WAN Synchronous Clusters: Dealing with Latency Using ConcurrencyPrzemysław Malkowski
In this blog, we’ll discuss how to use concurrency to help with WAN latency when using synchronous clusters.
WAN Latency Problem
Our customers often ask us for help or advice with WAN clustering problems. Historically, the usual solution for MySQL WAN deployments is having the primary site in one data center, and stand-by backup site in another data center (replicating from the primary asynchronously). These days, however, there is a huge desire to employ available synchronous replication solutions for MySQL. These solutions include things like Galera (i.e., Percona XtraDB Cluster) or the recently released MySQL Group Replication. This trend is attributable to the fact that these solutions are less problematic and provide more automatic fail over and fail back procedures. But it’s also because businesses want to write in both data centers simultaneously.

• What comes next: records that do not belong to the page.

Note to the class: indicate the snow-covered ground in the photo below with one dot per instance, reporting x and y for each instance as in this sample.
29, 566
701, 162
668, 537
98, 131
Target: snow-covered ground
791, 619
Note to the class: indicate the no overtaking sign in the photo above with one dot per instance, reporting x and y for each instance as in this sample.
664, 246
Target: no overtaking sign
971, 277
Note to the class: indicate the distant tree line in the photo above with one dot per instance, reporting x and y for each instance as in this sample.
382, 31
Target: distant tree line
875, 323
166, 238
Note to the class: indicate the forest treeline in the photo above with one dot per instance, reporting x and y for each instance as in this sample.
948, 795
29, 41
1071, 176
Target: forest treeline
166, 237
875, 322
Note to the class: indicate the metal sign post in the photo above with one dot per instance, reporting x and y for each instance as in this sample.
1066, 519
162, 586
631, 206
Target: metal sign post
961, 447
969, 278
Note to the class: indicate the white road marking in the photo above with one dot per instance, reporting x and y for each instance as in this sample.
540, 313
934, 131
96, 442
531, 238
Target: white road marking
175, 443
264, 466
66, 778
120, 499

Unfortunately, WAN link reliability and latency makes the synchronous replication solution a big challenge. In many cases, these challenges force geographically separate data centers to still replicate asynchronously.
From a requirements point of view, the Galera founders official documentation has WAN related recommendations and some dedicated options (like segments) — as described in Jay’s blog post. But WAN deployments are absolutely possible, and even an advertised option, in Galera. The MySQL Group Replication team, however, seem to discourage such use cases, as we can read:
Group Replication is designed to be deployed in a cluster environment where server instances are very close to each other, and is impacted by both network latency as well as network bandwidth.

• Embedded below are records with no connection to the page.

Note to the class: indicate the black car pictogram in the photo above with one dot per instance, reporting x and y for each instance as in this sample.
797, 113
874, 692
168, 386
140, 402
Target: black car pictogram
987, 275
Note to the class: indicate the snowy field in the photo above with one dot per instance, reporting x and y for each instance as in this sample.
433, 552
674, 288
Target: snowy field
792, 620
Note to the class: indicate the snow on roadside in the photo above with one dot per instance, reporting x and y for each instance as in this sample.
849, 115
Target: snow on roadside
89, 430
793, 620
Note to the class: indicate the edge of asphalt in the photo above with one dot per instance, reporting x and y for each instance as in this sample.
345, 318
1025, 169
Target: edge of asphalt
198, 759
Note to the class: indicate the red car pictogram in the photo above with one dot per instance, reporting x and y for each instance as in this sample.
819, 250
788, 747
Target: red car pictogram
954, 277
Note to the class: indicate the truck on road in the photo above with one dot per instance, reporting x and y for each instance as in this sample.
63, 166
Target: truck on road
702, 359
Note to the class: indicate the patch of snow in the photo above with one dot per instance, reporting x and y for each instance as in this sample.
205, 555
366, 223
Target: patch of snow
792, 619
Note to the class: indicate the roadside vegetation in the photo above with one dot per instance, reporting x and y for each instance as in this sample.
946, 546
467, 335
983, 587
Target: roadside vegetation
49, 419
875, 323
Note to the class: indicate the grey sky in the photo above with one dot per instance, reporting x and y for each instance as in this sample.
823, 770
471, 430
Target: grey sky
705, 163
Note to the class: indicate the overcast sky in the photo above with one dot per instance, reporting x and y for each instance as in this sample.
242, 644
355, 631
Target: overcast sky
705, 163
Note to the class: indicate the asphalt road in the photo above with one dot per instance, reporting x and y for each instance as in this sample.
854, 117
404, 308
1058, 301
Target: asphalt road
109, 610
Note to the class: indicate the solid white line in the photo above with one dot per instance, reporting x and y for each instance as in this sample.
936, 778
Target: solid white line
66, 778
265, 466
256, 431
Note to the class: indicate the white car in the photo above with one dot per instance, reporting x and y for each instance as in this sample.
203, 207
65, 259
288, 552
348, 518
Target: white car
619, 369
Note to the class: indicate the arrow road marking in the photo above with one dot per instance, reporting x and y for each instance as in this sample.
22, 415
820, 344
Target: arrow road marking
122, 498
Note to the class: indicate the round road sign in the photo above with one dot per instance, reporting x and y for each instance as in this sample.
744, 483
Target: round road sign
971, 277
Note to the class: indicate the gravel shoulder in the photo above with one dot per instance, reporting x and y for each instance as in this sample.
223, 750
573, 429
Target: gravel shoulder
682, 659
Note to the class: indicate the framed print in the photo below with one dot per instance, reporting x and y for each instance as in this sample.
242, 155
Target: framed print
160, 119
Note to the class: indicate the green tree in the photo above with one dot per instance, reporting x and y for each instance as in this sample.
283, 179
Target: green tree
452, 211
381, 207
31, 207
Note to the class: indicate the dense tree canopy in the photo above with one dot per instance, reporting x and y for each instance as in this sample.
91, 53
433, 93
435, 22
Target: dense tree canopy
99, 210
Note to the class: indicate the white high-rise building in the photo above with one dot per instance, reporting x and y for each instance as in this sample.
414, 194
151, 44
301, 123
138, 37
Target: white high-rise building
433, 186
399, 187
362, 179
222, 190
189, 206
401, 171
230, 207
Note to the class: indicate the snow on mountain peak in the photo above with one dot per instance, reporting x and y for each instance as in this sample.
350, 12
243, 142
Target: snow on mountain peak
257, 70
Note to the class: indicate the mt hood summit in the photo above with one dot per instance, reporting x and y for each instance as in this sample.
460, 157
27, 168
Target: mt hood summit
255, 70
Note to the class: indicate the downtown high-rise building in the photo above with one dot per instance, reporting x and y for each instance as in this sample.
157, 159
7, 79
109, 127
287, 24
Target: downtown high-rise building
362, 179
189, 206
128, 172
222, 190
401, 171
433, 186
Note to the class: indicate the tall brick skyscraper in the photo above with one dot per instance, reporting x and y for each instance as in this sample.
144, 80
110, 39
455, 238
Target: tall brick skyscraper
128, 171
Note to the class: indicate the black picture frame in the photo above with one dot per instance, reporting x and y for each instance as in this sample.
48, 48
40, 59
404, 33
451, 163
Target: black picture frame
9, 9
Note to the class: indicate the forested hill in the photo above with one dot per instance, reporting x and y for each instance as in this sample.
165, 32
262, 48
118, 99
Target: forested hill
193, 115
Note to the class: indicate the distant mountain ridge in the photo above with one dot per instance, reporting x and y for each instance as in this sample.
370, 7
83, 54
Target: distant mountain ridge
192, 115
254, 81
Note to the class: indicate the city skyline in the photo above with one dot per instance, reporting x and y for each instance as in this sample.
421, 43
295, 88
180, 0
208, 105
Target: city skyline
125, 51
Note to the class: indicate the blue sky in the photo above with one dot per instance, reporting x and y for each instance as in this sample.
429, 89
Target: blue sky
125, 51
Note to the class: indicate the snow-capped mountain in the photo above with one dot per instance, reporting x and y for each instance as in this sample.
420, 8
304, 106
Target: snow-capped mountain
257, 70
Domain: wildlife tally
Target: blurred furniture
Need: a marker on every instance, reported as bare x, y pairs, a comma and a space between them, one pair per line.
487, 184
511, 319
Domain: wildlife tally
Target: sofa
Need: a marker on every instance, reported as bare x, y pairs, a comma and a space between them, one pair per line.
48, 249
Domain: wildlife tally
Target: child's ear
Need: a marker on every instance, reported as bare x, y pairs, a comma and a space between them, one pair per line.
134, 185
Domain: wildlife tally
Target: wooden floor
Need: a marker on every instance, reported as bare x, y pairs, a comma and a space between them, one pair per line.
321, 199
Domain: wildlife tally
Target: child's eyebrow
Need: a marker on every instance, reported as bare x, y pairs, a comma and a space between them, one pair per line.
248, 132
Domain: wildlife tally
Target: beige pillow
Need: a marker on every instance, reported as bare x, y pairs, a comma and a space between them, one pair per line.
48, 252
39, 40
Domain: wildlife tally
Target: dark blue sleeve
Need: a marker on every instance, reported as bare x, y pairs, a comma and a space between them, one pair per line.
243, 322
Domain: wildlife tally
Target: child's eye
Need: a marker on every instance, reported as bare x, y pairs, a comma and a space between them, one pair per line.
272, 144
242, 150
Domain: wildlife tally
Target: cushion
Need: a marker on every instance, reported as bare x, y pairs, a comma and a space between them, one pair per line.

While perhaps obvious to some, I would like to point out a simple dependency that might be a viable solution in some deployments that face significant network latency. That solution is concurrency! When you face the problem of limited write throughput due to a transaction commit latency, you can employ more writer threads. By using separate connections to MySQL, overall you can to commit more transactions at the same time.
Let me demonstrate with example results based on a very simple test case. I tested both Percona XtraDB Cluster (with Galera replication) and MySQL Group Replication. I configured a minimal cluster of three nodes in each case, running as Docker containers on the same host (simulating a WAN network). For this setup, latency is around 0.05ms on average. Then, I introduced an artificial network latency of 50ms and 100ms into one of the node’s network interfaces. I later repeated the same tests using VirtualBox VM instances, running on a completely different server. The results were very similar. The command to simulate additional network latency is:
# tc qdisc add dev eth0 root netem delay 50ms
To delay the ping to other nodes in the cluster:
# ping -c 2 172.17.0.2
PING 172.17.0.2 (172.17.0.2) 56(84) bytes of data.
64 bytes from 172.17.0.2: icmp_seq=1 ttl=64 time=50.0 ms
64 bytes from 172.17.0.2: icmp_seq=2 ttl=64 time=50.1 ms
The test is very simple: execute 500 small insert transactions, each inserting just single row (but that is less relevant now).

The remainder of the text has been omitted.